Assim, um ponto de inflexão para destravar a adoção de novas tecnologias de informação e comunicação como ferramentas auxiliares no cuidado em saúde gira em torno do que é possível concluir, para o campo da saúde, das experiências obtidas a partir da Lei de Proteção de Dados e do Marco Civil da Internet e da retomada da RIPSA como um ambiente chave para a elaboração de mecanismos de qualificação das informações em saúde de maneira participativa.

Conheça o Programa TechSUS, uma iniciativa do IEPS para contribuir com a transformação digital da saúde no Brasil

Por fim, o terceiro caminho diz respeito à realização de ações de literacia em saúde digital, que favoreçam a adesão aos serviços pelos usuários, sejam estes profissionais de saúde ou consumidores dos serviços de saúde digital, e proporcionem uma maior participação desses atores no desenho das soluções adequadas às necessidades reais.

Do ponto de vista do consumo dos serviços de saúde, a literacia em saúde digital importa para mitigar potenciais desigualdades de acesso, ao menos no que se refere às barreiras de informação e compreensão do itinerário terapêutico mediado por tecnologias. Já no que diz respeito à capacitação de recursos humanos, existe a previsão de um déficit, no curto prazo, de 84% na oferta de profissionais de assistência médica digital. Esses profissionais atuam no diagnóstico, prescrição e administração de tratamentos, apoiados por inteligência artificial e por médicos acessíveis remotamente e demandam uma formação especializada. Um fator que contribui para esse déficit é a inexistência de um plano articulado de Educação Permanente para a atuação em saúde digital, sendo que as oportunidades de capacitação são disponibilizadas de maneira pontual, a partir de iniciativas como os cursos ofertados pela rede UNASUS.

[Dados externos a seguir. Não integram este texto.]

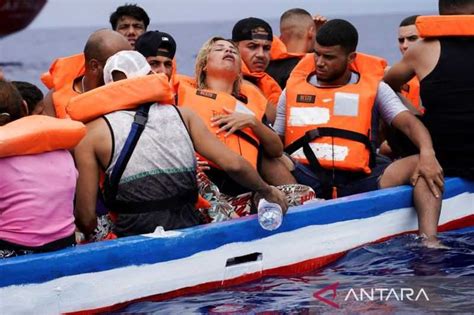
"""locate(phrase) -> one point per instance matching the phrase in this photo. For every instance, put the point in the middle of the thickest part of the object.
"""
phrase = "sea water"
(394, 277)
(446, 277)
(32, 50)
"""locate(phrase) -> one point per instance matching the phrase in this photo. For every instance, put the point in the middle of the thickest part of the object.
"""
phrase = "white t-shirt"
(387, 105)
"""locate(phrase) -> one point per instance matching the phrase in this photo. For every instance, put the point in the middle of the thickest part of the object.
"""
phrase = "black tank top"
(447, 94)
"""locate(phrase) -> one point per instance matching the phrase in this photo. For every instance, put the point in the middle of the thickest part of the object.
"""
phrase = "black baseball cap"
(244, 30)
(149, 43)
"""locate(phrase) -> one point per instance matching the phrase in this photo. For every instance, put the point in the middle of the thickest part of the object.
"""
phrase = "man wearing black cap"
(254, 40)
(159, 49)
(130, 20)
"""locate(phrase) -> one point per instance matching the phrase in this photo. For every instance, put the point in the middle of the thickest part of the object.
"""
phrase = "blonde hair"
(201, 63)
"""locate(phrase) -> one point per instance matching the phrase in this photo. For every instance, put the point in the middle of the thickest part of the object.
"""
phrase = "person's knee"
(277, 171)
(399, 172)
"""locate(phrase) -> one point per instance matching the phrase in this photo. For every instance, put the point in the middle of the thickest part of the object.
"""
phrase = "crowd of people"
(286, 118)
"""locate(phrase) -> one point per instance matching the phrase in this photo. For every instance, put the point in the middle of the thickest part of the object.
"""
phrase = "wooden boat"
(107, 275)
(15, 15)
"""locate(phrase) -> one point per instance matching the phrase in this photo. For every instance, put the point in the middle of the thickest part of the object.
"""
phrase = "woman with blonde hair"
(234, 110)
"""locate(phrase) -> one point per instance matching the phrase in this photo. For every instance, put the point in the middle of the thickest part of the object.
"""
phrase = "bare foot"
(432, 242)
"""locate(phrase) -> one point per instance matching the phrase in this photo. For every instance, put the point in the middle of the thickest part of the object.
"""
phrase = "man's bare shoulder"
(423, 56)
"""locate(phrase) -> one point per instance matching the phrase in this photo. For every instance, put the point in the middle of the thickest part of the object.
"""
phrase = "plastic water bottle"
(270, 215)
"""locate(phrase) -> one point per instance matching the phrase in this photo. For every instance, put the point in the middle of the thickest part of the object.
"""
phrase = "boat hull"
(105, 276)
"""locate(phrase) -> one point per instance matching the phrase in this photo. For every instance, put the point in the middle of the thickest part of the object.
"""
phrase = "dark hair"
(10, 103)
(294, 12)
(409, 20)
(447, 7)
(149, 42)
(338, 32)
(132, 10)
(30, 93)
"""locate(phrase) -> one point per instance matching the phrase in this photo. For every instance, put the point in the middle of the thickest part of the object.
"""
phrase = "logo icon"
(332, 287)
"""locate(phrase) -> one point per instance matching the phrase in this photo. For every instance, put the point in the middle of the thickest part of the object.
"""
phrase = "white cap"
(130, 62)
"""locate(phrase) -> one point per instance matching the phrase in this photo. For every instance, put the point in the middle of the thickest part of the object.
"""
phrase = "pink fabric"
(36, 198)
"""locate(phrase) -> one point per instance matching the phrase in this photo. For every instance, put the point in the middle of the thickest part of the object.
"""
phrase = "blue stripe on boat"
(139, 250)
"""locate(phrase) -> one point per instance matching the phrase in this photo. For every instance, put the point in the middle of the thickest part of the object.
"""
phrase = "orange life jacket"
(330, 127)
(207, 104)
(279, 50)
(265, 83)
(177, 79)
(120, 95)
(38, 134)
(445, 25)
(60, 77)
(411, 91)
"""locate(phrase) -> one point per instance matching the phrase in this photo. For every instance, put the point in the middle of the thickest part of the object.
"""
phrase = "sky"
(62, 13)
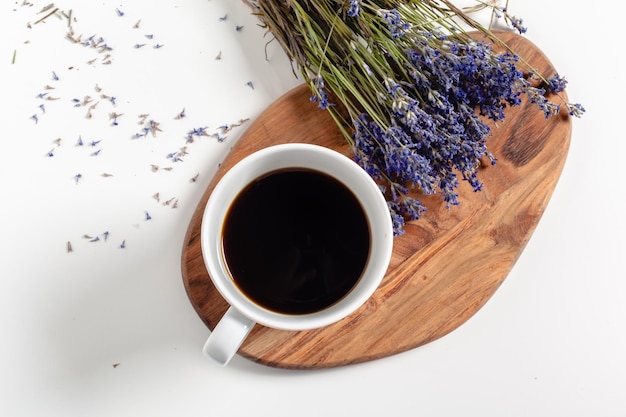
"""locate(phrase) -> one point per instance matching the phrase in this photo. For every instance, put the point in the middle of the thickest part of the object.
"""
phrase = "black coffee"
(296, 240)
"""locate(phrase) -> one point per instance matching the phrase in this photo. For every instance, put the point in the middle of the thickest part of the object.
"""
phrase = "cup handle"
(227, 336)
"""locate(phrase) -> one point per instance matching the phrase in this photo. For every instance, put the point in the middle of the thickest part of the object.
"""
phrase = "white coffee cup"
(244, 313)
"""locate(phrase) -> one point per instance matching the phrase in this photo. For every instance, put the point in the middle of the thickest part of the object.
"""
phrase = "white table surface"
(106, 331)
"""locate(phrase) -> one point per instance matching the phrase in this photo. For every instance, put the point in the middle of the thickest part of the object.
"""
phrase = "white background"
(551, 341)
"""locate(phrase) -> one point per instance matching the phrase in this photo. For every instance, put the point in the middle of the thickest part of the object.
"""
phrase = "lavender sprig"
(415, 90)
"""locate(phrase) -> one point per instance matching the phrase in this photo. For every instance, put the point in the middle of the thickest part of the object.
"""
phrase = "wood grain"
(446, 266)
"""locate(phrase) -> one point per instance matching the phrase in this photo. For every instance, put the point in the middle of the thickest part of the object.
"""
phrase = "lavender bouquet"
(408, 86)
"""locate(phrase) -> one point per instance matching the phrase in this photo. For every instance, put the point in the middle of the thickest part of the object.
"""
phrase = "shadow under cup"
(296, 236)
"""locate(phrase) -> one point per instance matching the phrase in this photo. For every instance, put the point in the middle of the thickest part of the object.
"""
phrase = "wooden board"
(446, 266)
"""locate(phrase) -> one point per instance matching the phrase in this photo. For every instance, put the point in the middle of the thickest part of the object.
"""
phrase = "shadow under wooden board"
(446, 266)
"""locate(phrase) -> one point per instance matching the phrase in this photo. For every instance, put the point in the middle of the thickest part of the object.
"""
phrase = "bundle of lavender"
(416, 91)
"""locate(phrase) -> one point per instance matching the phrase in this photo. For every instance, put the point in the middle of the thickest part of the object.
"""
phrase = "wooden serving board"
(446, 266)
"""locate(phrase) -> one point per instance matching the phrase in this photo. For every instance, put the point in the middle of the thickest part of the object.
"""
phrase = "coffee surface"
(296, 240)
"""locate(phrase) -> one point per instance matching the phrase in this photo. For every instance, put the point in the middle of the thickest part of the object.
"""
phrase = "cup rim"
(307, 156)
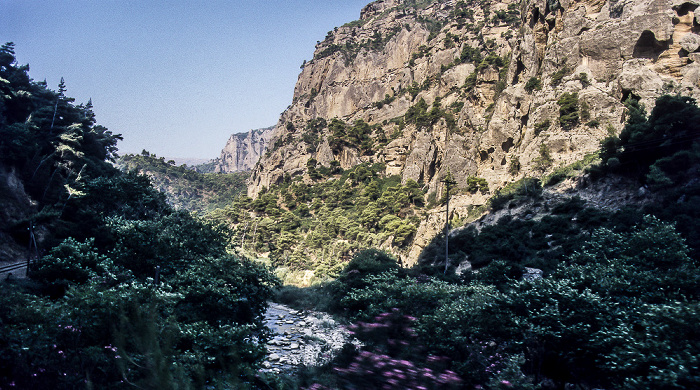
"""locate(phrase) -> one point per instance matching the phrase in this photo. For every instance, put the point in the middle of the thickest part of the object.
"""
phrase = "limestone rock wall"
(243, 150)
(398, 53)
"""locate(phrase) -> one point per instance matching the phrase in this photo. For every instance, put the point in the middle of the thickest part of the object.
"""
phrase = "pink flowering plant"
(392, 358)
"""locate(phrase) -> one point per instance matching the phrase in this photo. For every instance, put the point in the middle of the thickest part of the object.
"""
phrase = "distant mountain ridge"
(242, 151)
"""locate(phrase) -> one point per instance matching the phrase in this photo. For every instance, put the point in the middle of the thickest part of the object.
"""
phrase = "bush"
(533, 84)
(568, 110)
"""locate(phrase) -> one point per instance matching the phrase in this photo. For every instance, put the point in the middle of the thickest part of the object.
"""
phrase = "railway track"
(14, 268)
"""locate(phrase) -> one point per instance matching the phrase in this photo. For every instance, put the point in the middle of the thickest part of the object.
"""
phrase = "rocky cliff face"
(498, 90)
(243, 150)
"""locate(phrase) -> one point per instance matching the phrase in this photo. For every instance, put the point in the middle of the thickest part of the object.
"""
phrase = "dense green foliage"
(186, 189)
(128, 293)
(612, 304)
(663, 153)
(616, 305)
(318, 226)
(54, 144)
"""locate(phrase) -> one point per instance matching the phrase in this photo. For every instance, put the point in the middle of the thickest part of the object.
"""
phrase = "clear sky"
(174, 77)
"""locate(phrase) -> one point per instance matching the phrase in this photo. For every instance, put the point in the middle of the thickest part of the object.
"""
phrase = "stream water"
(301, 338)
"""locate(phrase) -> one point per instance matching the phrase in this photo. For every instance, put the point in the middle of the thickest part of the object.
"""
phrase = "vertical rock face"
(496, 78)
(243, 150)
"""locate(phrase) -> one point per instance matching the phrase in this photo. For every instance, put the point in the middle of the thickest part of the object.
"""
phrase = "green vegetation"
(533, 84)
(559, 75)
(514, 165)
(661, 152)
(351, 49)
(126, 293)
(510, 16)
(318, 226)
(542, 126)
(571, 170)
(597, 318)
(185, 188)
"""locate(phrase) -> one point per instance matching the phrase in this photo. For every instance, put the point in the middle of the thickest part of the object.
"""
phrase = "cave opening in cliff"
(648, 46)
(683, 9)
(628, 94)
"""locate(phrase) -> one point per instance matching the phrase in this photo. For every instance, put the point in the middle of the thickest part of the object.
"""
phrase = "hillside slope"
(486, 90)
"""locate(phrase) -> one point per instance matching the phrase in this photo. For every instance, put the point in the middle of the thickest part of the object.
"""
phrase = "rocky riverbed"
(301, 338)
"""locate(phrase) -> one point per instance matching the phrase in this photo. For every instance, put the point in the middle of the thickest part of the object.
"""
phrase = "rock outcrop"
(243, 150)
(497, 78)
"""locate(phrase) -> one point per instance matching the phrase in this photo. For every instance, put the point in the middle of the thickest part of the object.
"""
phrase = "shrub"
(533, 84)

Em síntese, os trabalhos da nova Secretaria devem estar focados na ampla articulação nos territórios para que os projetos de saúde digital ganhem mais aliados; na elaboração de novos instrumentos regulatórios que possibilitem que as inovações sejam seguramente implementáveis; e no preparo de ambos, a força de trabalho e do usuário-consumidor do sistema de saúde, para a cocriação e utilização plena dos serviços de saúde digital. Esses três caminhos, se pavimentados em solo firme, tem o potencial de fazer com que os benefícios do modelo sejam mais rapidamente percebidos nos diferentes setores e na vida das pessoas e que esses ganhos, à despeito da rapidez em que a tecnologia avança, sejam resilientes e duradouros.

Maria Letícia Machado é Gerente do Programa TechSUS do IEPS; Manuela Martins Costa é consultora em saúde digital do Programa TechSUS do IEPS; Sara Tavares é Analista de Políticas Públicas do IEPS.